Integral: find position fcn of particular w/ v(t)=sint-cost

[CalcEqualsUgh]

A particle has velocity v(t) = sint - cost and it's initial position is s(0) = 1. Find the position function of the particle.

So, I know you take the antiderivative of the velocity function to get the position function. And I get s(t)= -cost + sint

And I know I'm supposed to use the fact that s(0)=1 to get the constant.. But I'm not exactly how to do that.

 

[soroban]

Re: Integral

Hello, CalcEqualsUgh!

A particle has velocity: .\(\displaystyle v(t) \:= \:\sin t - \cos t\) and its initial position is: .\(\displaystyle s(0) \,= \,1\)

Find the position function of the particle.

When you integrate, you get "the constant."

. . \(\displaystyle s(t) \;\;=\;\;\int(\sin t - \cos t)\,dt \;\;=\;\;-\cos t - \sin t + C\;\;{\bf[1]}\)
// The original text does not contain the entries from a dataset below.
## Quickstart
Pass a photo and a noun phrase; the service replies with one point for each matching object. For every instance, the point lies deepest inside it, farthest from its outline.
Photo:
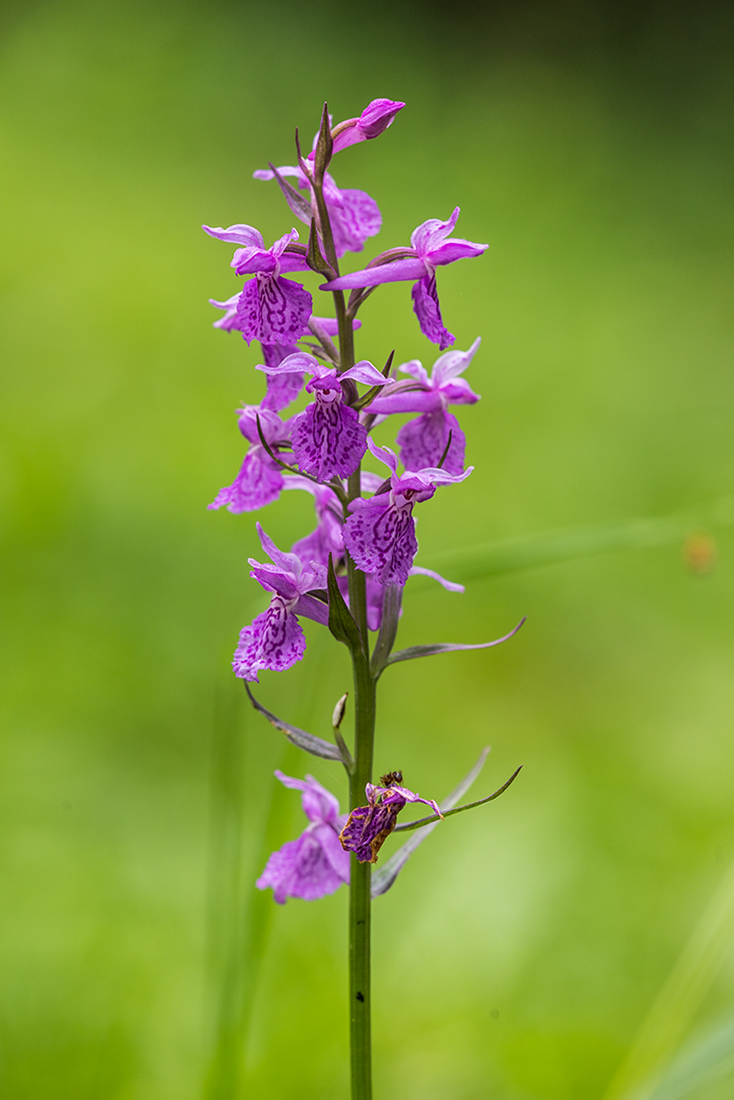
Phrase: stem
(360, 893)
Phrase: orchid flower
(424, 440)
(353, 215)
(260, 480)
(368, 827)
(315, 865)
(328, 439)
(270, 308)
(380, 532)
(430, 248)
(373, 121)
(275, 639)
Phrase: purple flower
(328, 439)
(327, 537)
(430, 248)
(275, 639)
(316, 864)
(373, 121)
(353, 215)
(270, 308)
(260, 480)
(380, 534)
(425, 439)
(368, 827)
(282, 388)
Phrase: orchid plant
(347, 574)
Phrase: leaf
(297, 204)
(307, 741)
(423, 822)
(341, 624)
(504, 556)
(383, 877)
(413, 651)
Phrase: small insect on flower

\(\displaystyle \text{We're told that when }t \,= \,0,\:s(0) \,=\,1\)

\(\displaystyle \text{Substitute into }{\bf[1]}: \;-\cos 0 - \sin 0 + C \;=\;1\quad\Rightarrow\quad -1 + C \;=\;1\quad\Rightarrow\quad C \:=\:2\)

\(\displaystyle \text{Therefore: }\;s(t) \;=\;-\cos t - \sin t + 2\)